The Dream.US, es el programa de estudios más exitoso para los jóvenes inmigrantes que se encuentran indocumentados en los Estados Unidos. Este programa se ha encargado de entregar 5.000 becas a jóvenes en más de 70 universidades del país.

Las historias que relatan los diferentes estudiantes, son realmente conmovedoras. Y perjudican la vida de muchos jóvenes indocumentados que se encuentran en el país, esto después que el pasado mes de septiembre el presidente Trump cancelara el programa DACA.

La historia de la semana proviene de la Universidad de Houston, un DREAMer llamado Christian:

“En los Estados Unidos, recuerdo haber visto todo el espacio para las oportunidades. Luché con el idioma el primer otoño cuando me inscribí en las clases, pero me dije que podía hacerlo, así que me iba a casa después de la escuela todos los días y leía en voz alta periódicos y libros en inglés para mejorar mis habilidades lingüísticas. En menos de dos años, me gradué de ESL (inglés como segundo idioma) y me colocaron en clases de honor de inglés. El trabajo duro tiene su recompensa.

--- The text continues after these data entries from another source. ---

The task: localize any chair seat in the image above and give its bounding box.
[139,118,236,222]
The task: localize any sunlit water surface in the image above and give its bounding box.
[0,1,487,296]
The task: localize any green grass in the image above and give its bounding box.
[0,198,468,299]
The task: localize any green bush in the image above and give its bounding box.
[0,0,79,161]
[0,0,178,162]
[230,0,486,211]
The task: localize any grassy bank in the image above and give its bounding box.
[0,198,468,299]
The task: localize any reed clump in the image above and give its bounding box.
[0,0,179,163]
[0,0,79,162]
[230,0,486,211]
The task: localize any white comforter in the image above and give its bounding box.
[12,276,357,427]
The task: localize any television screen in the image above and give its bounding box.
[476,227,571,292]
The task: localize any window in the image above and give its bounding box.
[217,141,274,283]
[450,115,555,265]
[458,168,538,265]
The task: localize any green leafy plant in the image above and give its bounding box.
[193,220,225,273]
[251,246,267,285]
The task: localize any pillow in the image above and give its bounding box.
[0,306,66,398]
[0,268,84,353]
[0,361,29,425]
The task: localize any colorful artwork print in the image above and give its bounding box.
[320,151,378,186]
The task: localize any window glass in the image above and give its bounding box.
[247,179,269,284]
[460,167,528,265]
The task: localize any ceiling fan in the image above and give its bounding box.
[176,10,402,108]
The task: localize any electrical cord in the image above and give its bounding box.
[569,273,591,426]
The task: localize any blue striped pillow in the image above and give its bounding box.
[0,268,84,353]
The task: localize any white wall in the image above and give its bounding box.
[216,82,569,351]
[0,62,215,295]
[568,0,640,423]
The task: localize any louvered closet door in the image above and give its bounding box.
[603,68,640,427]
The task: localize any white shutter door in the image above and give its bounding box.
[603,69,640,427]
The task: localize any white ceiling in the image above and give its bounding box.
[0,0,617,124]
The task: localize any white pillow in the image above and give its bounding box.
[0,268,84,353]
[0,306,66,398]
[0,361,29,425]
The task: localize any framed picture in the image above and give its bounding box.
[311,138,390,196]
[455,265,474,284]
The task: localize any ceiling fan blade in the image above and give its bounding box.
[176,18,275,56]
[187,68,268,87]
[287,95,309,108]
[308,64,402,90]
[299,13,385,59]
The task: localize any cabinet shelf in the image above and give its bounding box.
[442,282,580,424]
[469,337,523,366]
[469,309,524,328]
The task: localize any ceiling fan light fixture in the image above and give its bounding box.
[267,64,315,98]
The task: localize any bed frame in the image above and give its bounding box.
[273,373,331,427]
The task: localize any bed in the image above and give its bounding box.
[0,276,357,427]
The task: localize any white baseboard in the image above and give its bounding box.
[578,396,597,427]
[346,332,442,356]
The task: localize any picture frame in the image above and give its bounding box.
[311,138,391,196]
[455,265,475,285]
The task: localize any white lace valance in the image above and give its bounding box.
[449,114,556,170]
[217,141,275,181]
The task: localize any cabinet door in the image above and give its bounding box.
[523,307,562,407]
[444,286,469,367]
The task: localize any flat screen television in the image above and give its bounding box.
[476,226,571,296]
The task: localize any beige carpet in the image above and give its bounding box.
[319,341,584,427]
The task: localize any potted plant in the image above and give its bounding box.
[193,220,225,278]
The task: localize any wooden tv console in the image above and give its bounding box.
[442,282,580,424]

Es por esto que les diría a los posibles solicitantes de Dream.US que nunca se den por vencidos. El trabajo duro realmente vale la pena.

Recuerdo que la falta de educación superior por parte de mi madre soltera la hizo tropezar con las barreras profesionales. Y lo difícil que fue poner comida en la mesa trabajando en trabajos secundarios que estaban muy mal pagados. No me veo en ninguna parte sin las infinitas oportunidades que me ha brindado mi educación. Un título universitario proporciona una sensación de estabilidad y posibilidad de futuro. Planeo usar mi título de Relaciones Públicas para resaltar historias en los medios de comunicación para grupos de personas que luchan, como refugiados, inmigrantes, mujeres y personas de color.

Mi familia vino a los Estados Unidos cuando tenía ocho años. Mi madre superó su visa para darme la oportunidad de su vida que nunca tuvo, lo que a su vez la hizo indocumentada. Trabajó en numerosos trabajos paralelos, incluidos trabajos de custodia y cuidado de niños para proporcionar todos los elementos esenciales que necesitábamos en casa.

Durante mi primer año, mi madre comenzó a mostrar síntomas de demencia. Debido a nuestra falta de financiación, nunca podríamos pagar la atención médica. DACA me permitió realizar tres trabajos para poder pagar una pequeña porción de los costos de demencia de mi madre. La demencia de mi madre progresó rápidamente y pronto requirió atención las 24 horas del día, los 7 días de la semana. Mi abuela gentilmente se ofreció a convertirse en la cuidadora de mi madre mientras terminaba mi licenciatura.

DACA cambió por completo mi vida y me permitió usar mi educación y recursos para retribuir a nuestra comunidad. DACA me permitió salir de las sombras y someterme a una verificación de antecedentes para mostrarles a todos que yo era un buen miembro contribuyente de la sociedad. Me permitió convertirme en el jefe de la familia y apoyar económicamente a mi madre y a mí.

Recuerdo un día que me había desmayado debido al agotamiento por calor, me desperté con mi madre llorando y diciéndole a todos los peatones y personas que se detuvieron que nos vigilaran que no llamaran a la ambulancia. Tenía miedo de que una llamada también pudiera despachar a un oficial de policía y hacernos deportar. Esta fue la primera vez que me di cuenta de que estaba indocumentado. La primera vez que me di cuenta de la importancia de eso, estaba en la escuela secundaria cuando traté de obtener mi licencia de conducir, y me pidieron un número de Seguro Social que no tenía.

Comencé a ver a Estados Unidos como un hogar a una edad muy temprana. No podíamos viajar de regreso a “casa” ni a ningún otro país, hasta que recibiéramos algún tipo de ciudadanía. Finalmente, aprendí a apreciar lo que representa este país, lo que ofrece nuestra Constitución y la verdadera definición del sueño americano que vivíamos mi madre y yo”.